Он направился к сцене, а к Алямову, хихикая, робко подобрались несколько девочек.

– Здравствуйте! – сказали они, держась друг за дружку.

– Здравствуйте… – Димы пытался разглядеть в водовороте у сцены Лену, но видел и слышал только востроносую воспитательницу, строившую малых детей.

– Вы из Москвы? – выпалила самая смелая из подошедших. Остальные ждали с жадным интересом.

– Ну. – Алямов тоже ждал.

– А Пугачеву видели?

– Нет, – сказал Алямов.

– Жаль, – вздохнула девочка, – я от нее просто помираю. Алямов улыбнулся как можно теплее. Произошла пауза.

– Можно я вам значок подарю? Спартаковский. Вы за "Спартак" – болеете?

Алямов пожал плечами.
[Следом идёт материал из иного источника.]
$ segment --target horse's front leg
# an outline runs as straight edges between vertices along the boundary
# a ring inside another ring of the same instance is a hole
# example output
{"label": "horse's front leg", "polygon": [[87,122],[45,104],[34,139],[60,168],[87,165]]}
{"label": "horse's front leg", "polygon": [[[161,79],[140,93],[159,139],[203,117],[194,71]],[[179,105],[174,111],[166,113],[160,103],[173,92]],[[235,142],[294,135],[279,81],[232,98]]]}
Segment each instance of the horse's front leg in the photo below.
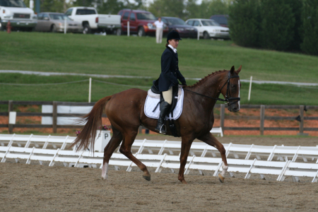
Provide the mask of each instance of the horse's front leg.
{"label": "horse's front leg", "polygon": [[187,159],[188,158],[189,151],[190,151],[191,145],[192,144],[194,139],[182,136],[181,143],[181,153],[180,153],[180,169],[179,170],[178,179],[183,184],[187,182],[184,180],[184,167],[187,164]]}
{"label": "horse's front leg", "polygon": [[222,158],[222,172],[218,174],[218,179],[220,182],[224,182],[225,179],[225,172],[228,169],[228,161],[226,160],[225,149],[222,143],[216,139],[210,132],[207,133],[204,136],[201,136],[197,138],[198,139],[204,141],[204,143],[216,148],[220,152]]}

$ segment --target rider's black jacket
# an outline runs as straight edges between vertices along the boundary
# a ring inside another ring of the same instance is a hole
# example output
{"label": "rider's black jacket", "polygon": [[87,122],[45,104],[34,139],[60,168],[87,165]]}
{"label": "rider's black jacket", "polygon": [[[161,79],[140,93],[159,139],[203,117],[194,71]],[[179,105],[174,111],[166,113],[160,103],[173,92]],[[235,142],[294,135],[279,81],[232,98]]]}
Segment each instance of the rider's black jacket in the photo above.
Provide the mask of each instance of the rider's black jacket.
{"label": "rider's black jacket", "polygon": [[179,71],[178,54],[167,47],[161,55],[161,73],[155,81],[155,86],[159,91],[166,91],[172,86],[178,84],[178,79],[183,84],[186,81]]}

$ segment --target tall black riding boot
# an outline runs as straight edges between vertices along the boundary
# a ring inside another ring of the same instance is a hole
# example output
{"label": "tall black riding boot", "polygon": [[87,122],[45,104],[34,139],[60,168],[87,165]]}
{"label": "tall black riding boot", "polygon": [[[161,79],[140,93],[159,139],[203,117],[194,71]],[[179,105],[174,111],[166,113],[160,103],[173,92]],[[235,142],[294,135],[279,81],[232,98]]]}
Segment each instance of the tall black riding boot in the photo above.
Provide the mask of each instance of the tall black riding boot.
{"label": "tall black riding boot", "polygon": [[167,129],[165,125],[165,118],[169,112],[170,109],[170,104],[167,102],[163,102],[160,104],[160,114],[158,119],[157,127],[155,130],[158,131],[160,134],[165,134],[167,133]]}

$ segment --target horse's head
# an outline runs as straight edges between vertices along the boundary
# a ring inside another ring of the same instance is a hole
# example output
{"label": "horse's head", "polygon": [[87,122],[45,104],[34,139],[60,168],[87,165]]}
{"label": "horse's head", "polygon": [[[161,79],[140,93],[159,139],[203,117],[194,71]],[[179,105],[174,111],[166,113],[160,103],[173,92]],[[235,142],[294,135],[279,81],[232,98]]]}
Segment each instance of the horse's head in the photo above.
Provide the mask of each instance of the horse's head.
{"label": "horse's head", "polygon": [[220,86],[220,93],[228,101],[228,110],[230,112],[237,112],[240,110],[240,89],[241,83],[238,73],[241,71],[242,66],[235,71],[234,66],[228,74],[225,76]]}

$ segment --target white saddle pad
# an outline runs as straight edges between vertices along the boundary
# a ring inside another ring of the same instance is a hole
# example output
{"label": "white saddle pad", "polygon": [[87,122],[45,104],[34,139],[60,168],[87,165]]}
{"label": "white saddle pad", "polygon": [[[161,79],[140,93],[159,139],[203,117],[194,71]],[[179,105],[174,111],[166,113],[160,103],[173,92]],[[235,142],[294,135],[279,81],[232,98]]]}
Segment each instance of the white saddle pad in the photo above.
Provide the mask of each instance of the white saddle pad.
{"label": "white saddle pad", "polygon": [[[182,107],[183,107],[183,89],[179,88],[178,90],[178,100],[177,102],[177,105],[173,110],[173,117],[171,117],[171,113],[169,114],[166,117],[166,119],[173,119],[176,120],[179,119],[181,114],[182,113]],[[158,119],[159,118],[159,114],[160,114],[160,105],[158,105],[157,108],[155,111],[153,112],[153,109],[155,109],[155,106],[159,103],[160,100],[160,95],[153,93],[151,91],[151,89],[148,90],[147,98],[146,99],[144,112],[146,115],[152,119]]]}

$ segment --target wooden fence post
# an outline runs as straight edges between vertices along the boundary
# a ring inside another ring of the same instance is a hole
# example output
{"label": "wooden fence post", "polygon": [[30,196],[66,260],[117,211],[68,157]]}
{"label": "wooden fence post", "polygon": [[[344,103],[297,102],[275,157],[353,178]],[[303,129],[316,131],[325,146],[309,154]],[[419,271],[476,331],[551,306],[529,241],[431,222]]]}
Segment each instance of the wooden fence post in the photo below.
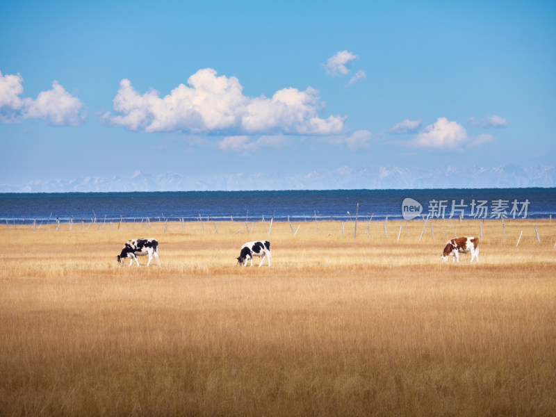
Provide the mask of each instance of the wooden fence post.
{"label": "wooden fence post", "polygon": [[357,215],[359,214],[359,203],[357,203],[357,208],[355,209],[355,231],[353,233],[353,238],[357,237]]}
{"label": "wooden fence post", "polygon": [[506,240],[506,227],[504,226],[504,218],[502,218],[502,229],[504,230],[504,240]]}
{"label": "wooden fence post", "polygon": [[427,222],[428,221],[429,221],[429,215],[427,215],[427,218],[425,220],[425,226],[423,227],[423,231],[421,231],[421,236],[419,236],[419,242],[420,242],[421,239],[423,238],[423,234],[425,233],[425,228],[427,227]]}

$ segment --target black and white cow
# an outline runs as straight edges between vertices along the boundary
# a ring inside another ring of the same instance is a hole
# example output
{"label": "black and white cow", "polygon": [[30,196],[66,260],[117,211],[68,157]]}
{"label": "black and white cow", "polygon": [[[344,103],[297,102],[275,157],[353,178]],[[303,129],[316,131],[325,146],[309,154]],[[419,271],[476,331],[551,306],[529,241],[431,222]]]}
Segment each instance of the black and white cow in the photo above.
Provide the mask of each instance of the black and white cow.
{"label": "black and white cow", "polygon": [[459,254],[468,252],[471,252],[471,262],[473,259],[479,261],[479,238],[463,236],[448,240],[444,250],[442,251],[441,258],[443,261],[445,261],[450,255],[453,255],[454,262],[456,261],[459,262]]}
{"label": "black and white cow", "polygon": [[150,238],[149,239],[132,239],[126,242],[124,249],[122,250],[122,253],[120,254],[117,258],[117,261],[120,265],[123,265],[125,262],[125,258],[131,258],[129,261],[129,266],[133,263],[135,259],[137,266],[139,266],[139,261],[137,260],[137,256],[143,256],[149,255],[149,261],[147,263],[147,266],[149,266],[152,256],[156,258],[156,265],[158,265],[158,243],[156,239]]}
{"label": "black and white cow", "polygon": [[268,240],[256,240],[255,242],[247,242],[241,247],[241,253],[238,257],[238,263],[247,265],[247,261],[251,261],[251,266],[253,266],[253,256],[261,256],[261,263],[263,265],[265,256],[268,259],[268,266],[270,266],[270,243]]}

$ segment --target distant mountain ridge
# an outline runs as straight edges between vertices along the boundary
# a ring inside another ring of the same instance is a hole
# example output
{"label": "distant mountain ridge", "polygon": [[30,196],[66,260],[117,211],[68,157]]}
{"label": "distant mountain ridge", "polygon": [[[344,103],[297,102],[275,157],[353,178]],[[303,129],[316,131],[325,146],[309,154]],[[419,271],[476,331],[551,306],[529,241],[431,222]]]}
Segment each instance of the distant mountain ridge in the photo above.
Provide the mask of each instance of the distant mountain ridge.
{"label": "distant mountain ridge", "polygon": [[175,172],[136,171],[129,177],[85,177],[71,181],[38,180],[22,186],[0,184],[0,193],[126,191],[239,191],[245,190],[336,190],[419,188],[512,188],[556,187],[556,167],[493,168],[477,165],[437,168],[344,166],[302,174],[237,173],[194,177]]}

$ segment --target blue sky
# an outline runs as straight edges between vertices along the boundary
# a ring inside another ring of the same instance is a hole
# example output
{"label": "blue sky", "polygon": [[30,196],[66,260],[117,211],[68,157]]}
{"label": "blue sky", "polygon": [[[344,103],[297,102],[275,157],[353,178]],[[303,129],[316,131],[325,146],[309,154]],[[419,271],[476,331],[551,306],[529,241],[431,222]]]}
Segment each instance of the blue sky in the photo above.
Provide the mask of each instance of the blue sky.
{"label": "blue sky", "polygon": [[0,183],[553,166],[555,22],[534,1],[4,1]]}

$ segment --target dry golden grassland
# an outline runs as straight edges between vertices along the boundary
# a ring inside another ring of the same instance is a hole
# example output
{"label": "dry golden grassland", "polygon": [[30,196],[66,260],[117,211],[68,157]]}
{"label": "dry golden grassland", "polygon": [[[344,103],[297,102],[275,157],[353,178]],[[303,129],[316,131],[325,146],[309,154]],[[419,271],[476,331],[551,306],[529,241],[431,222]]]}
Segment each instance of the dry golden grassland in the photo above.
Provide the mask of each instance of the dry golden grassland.
{"label": "dry golden grassland", "polygon": [[4,227],[0,416],[555,416],[556,222],[441,261],[480,224],[277,222],[270,268],[268,221]]}

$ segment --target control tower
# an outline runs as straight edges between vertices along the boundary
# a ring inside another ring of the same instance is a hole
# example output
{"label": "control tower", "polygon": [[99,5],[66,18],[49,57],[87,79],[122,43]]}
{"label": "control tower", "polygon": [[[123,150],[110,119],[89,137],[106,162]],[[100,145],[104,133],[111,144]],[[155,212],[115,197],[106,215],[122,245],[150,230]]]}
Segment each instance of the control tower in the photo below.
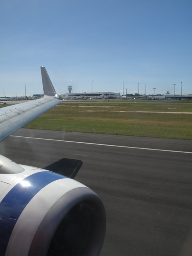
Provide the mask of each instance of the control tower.
{"label": "control tower", "polygon": [[69,85],[68,86],[68,90],[69,91],[69,93],[71,93],[71,91],[72,90],[72,86]]}

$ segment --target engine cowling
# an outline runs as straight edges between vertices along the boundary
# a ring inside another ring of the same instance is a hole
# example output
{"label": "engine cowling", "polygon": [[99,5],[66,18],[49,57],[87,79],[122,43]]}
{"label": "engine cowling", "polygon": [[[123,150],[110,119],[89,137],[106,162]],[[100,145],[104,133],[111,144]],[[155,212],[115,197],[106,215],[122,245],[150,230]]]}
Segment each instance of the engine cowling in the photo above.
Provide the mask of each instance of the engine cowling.
{"label": "engine cowling", "polygon": [[0,255],[98,255],[106,218],[98,196],[60,174],[17,165],[18,173],[0,174]]}

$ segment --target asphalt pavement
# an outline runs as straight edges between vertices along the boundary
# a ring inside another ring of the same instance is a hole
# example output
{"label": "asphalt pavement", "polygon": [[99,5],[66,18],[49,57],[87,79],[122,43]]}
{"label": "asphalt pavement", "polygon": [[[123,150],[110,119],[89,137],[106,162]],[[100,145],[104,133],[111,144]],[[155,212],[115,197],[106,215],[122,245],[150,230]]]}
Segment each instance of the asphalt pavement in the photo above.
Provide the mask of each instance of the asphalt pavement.
{"label": "asphalt pavement", "polygon": [[101,256],[192,255],[192,140],[24,128],[13,135],[0,154],[18,164],[82,162],[75,179],[106,212]]}

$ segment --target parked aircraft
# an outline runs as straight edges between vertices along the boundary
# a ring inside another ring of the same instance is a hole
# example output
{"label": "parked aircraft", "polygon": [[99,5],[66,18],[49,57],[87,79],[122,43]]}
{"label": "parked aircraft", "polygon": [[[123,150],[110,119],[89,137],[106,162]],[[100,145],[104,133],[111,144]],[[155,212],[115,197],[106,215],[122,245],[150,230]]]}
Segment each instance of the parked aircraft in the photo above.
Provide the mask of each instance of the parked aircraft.
{"label": "parked aircraft", "polygon": [[[44,98],[0,109],[0,141],[60,102],[41,70]],[[86,186],[0,155],[0,255],[98,255],[106,224]]]}

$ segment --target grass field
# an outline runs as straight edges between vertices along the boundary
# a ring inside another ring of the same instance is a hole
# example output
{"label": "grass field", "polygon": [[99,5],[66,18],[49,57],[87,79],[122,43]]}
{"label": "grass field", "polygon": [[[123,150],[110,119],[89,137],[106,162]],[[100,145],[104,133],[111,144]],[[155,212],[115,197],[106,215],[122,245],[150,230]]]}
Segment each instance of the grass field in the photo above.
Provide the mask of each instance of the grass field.
{"label": "grass field", "polygon": [[66,101],[25,127],[192,140],[192,104]]}

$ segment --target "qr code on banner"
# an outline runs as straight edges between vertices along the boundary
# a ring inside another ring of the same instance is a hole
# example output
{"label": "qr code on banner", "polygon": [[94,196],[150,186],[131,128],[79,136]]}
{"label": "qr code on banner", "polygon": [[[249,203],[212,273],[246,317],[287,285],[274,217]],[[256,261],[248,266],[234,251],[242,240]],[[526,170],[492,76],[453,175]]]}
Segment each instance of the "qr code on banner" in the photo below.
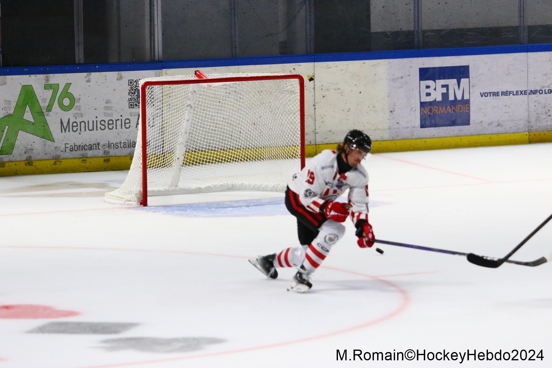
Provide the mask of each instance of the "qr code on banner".
{"label": "qr code on banner", "polygon": [[129,108],[140,107],[139,82],[140,79],[129,79]]}

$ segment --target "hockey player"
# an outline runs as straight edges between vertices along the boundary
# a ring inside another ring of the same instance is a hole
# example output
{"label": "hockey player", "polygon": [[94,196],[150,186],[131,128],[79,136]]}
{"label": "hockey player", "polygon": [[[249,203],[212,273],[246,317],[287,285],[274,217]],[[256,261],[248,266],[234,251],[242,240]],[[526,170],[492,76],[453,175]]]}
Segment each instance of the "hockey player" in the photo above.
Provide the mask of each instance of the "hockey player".
{"label": "hockey player", "polygon": [[[301,246],[249,262],[272,279],[278,277],[277,268],[297,268],[288,290],[305,292],[312,287],[311,275],[345,233],[341,223],[348,217],[357,228],[358,246],[373,246],[375,238],[368,222],[368,175],[360,164],[371,149],[368,135],[352,130],[337,151],[323,151],[294,174],[288,183],[285,206],[297,218]],[[337,201],[347,189],[348,202]]]}

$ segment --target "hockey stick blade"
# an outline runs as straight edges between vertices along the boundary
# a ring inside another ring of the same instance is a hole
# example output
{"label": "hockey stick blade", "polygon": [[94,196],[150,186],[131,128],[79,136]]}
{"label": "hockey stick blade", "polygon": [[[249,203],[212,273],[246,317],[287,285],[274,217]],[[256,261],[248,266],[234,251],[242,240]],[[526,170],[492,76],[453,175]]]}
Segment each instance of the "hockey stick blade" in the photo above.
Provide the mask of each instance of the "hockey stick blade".
{"label": "hockey stick blade", "polygon": [[474,264],[476,264],[478,266],[481,266],[481,267],[488,267],[489,268],[496,268],[500,265],[502,264],[502,262],[501,262],[500,259],[498,258],[493,258],[492,257],[487,257],[483,255],[477,255],[477,254],[474,254],[474,253],[470,253],[466,258],[468,258],[468,260]]}
{"label": "hockey stick blade", "polygon": [[[488,267],[489,268],[496,268],[497,267],[499,267],[501,264],[507,262],[508,259],[512,257],[512,254],[517,252],[518,249],[521,248],[522,246],[530,239],[533,235],[536,234],[537,232],[540,230],[541,228],[545,225],[548,221],[550,221],[551,219],[552,219],[552,215],[548,216],[546,220],[543,221],[542,223],[537,226],[536,229],[533,230],[530,234],[528,235],[525,239],[522,241],[521,243],[516,246],[516,248],[510,251],[510,253],[508,253],[502,258],[493,258],[492,257],[488,257],[484,255],[477,255],[477,254],[474,254],[474,253],[470,253],[466,258],[468,259],[468,262],[473,263],[474,264],[476,264],[478,266],[481,266],[482,267]],[[538,261],[538,260],[534,262],[537,261]],[[542,264],[540,263],[539,264]]]}
{"label": "hockey stick blade", "polygon": [[[415,246],[412,244],[406,244],[405,243],[399,243],[397,242],[390,242],[386,240],[381,240],[379,239],[376,239],[374,241],[375,243],[380,243],[381,244],[386,244],[390,246],[396,246],[397,247],[403,247],[404,248],[411,248],[415,249],[420,249],[421,250],[428,250],[429,252],[436,252],[440,253],[445,253],[447,254],[454,254],[455,255],[461,255],[461,256],[468,256],[468,253],[465,253],[462,252],[457,252],[456,250],[449,250],[448,249],[442,249],[438,248],[431,248],[431,247],[422,247],[422,246]],[[473,253],[470,253],[470,254],[473,254]],[[474,254],[474,255],[476,255]],[[479,258],[479,256],[476,255]],[[485,257],[488,259],[492,260],[493,259],[496,259],[496,258],[491,258],[490,257]],[[548,254],[545,257],[540,257],[538,259],[535,260],[523,262],[521,260],[514,260],[513,259],[507,259],[505,261],[506,263],[511,263],[512,264],[518,264],[520,266],[528,266],[529,267],[535,267],[535,266],[539,266],[543,263],[546,263],[552,260],[552,253]]]}

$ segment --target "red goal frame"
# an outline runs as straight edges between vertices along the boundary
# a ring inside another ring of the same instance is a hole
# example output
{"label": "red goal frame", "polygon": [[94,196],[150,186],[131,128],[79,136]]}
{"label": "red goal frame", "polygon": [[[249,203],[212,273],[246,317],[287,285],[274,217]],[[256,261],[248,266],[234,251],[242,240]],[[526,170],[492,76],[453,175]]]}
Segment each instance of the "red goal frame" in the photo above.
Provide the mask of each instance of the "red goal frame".
{"label": "red goal frame", "polygon": [[[174,84],[197,84],[215,83],[229,82],[254,82],[256,81],[271,81],[275,79],[297,79],[299,83],[299,115],[301,130],[300,152],[301,168],[305,167],[305,80],[298,74],[289,74],[277,76],[254,76],[252,77],[227,77],[197,79],[183,79],[181,81],[146,81],[140,87],[140,98],[146,95],[146,88],[152,86],[167,86]],[[146,152],[147,141],[146,136],[146,105],[145,101],[140,101],[140,115],[142,126],[142,200],[140,204],[147,206],[147,154]]]}

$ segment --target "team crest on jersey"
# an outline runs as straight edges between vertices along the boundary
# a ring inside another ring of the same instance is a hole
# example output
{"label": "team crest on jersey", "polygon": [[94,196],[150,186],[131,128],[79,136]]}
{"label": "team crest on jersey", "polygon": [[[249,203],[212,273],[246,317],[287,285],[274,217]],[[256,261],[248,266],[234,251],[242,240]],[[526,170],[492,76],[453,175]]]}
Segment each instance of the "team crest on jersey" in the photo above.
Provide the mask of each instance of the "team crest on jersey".
{"label": "team crest on jersey", "polygon": [[305,193],[303,193],[303,195],[307,198],[314,198],[315,197],[318,196],[318,194],[310,189],[305,189]]}
{"label": "team crest on jersey", "polygon": [[337,242],[337,239],[339,238],[339,237],[337,236],[337,234],[328,234],[325,237],[324,237],[324,241],[329,244],[330,245],[332,245],[332,244]]}
{"label": "team crest on jersey", "polygon": [[338,182],[336,184],[336,188],[337,188],[338,189],[341,189],[343,187],[343,185],[344,185],[345,183],[343,183],[343,182]]}

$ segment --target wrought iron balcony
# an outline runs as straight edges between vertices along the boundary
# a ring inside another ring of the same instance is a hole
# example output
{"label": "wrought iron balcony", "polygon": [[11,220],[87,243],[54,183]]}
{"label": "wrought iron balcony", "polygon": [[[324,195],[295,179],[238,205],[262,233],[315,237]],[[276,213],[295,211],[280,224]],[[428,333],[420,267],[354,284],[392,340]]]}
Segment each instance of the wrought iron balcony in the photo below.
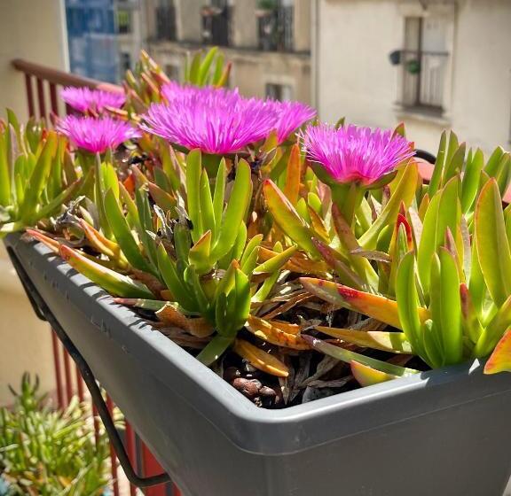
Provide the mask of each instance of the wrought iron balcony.
{"label": "wrought iron balcony", "polygon": [[174,5],[156,8],[156,40],[176,40],[176,8]]}
{"label": "wrought iron balcony", "polygon": [[401,51],[403,105],[442,112],[449,54],[444,51]]}

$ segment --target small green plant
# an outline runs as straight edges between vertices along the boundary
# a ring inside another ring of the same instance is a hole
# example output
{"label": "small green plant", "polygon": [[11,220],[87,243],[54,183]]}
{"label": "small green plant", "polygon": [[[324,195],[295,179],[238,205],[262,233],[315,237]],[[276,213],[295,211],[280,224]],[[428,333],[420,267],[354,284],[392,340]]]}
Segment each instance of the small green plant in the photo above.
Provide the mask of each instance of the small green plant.
{"label": "small green plant", "polygon": [[38,379],[24,375],[14,404],[0,409],[3,496],[94,496],[108,481],[108,441],[95,438],[91,417],[75,398],[64,411],[50,408]]}

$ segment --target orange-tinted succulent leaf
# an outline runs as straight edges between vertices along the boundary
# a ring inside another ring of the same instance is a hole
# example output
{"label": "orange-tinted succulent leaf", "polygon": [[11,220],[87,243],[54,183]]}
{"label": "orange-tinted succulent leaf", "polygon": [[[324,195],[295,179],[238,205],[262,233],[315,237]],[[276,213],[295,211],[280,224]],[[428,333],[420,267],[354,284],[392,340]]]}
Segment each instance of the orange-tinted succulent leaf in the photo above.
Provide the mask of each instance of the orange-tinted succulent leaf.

Петрович, Лена и месткомовская в компании директора вышли из зала и направились к автобусу. Ну, слава тебе, господи.

– Болеете?

– Да, – сказал Алямов, выбрасывая окурок. Он болел за ЦСКА, но соглашаться было легче.

– Нате. – Девочка решительно отцепила от костюмчика значок и протянула Диме. – Берите, берите…

– Спасибо.

– Пожалуйста. Вы к нам еще приедете?

– Наверное, приеду. – Надо было как-то заканчивать…

– Приезжайте.

Алямов посмотрел на девочек. Что-то неясное шевельнулось в нем.

– Спасибо, девчата. Ну, мне пора. Извините.

– А как вас зовут? – услышал он и обернулся.

– Дима.

– Приезжайте, Дима!

На дороге уже фырчал автобус.

3

Все складывалось как нельзя лучше.

Только начинало смеркаться; рука Алямова уже привычно и чуть крепче прежнего обнимала тонкое плечо, а Лена казалась взволнованной, что-то говорила про интернатских девчушек. Алямов слушал вполуха, и когда вдоль шоссе замелькали московские окраины, сказал негромко, словно эта мысль только сейчас посетила его:

– Слушай, ты никуда не спешишь? А то давай посидим где-нибудь?

Лена улыбнулась смущенно и благодарно, и Алямов уже успел подумать, что пойти надо будет в кафешку на Чистых Прудах, а потом завалиться к Пашутину и попросить его неназойливо слинять, – все это пронеслось в возбужденном мозгу точной шахматной трехходовкой, прежде чем он услышал ответ:

– Нет, Дима, ничего не получится.

– Почему?

Этого он почему-то совсем не ожидал.

– Меня дома ждут…

– Кто? – совсем уже глупо спросил Алямов.

– Гости. Муж, – просто ответила Лена.

"Так чего ж ты тогда, – возмутился кто-то в Алямове, – целый день мне голову морочила?"

– Жалко, – сказал он. Лена не ответила.

Автобус встал у светофора. Водитель щелкнул ручкой приемника; что-то заверещало, обрывки голосов и мелодий смешались в эфире и снова оборвались щелчком. Повисло молчание. Окаменевшая на чужом плече, его левая рука чувствовала себя идиоткой.

– Не сердитесь, Дима, – вернувшись на вы, улыбнулась учительница, и сквозь досаду Алямов пожалел, что не он ждет ее прихода, развлекая гостей.

– Что вы, Лена… – сказал он. – Муж – это серьезно… Алямов шутил по инерции: разговаривать не хотелось.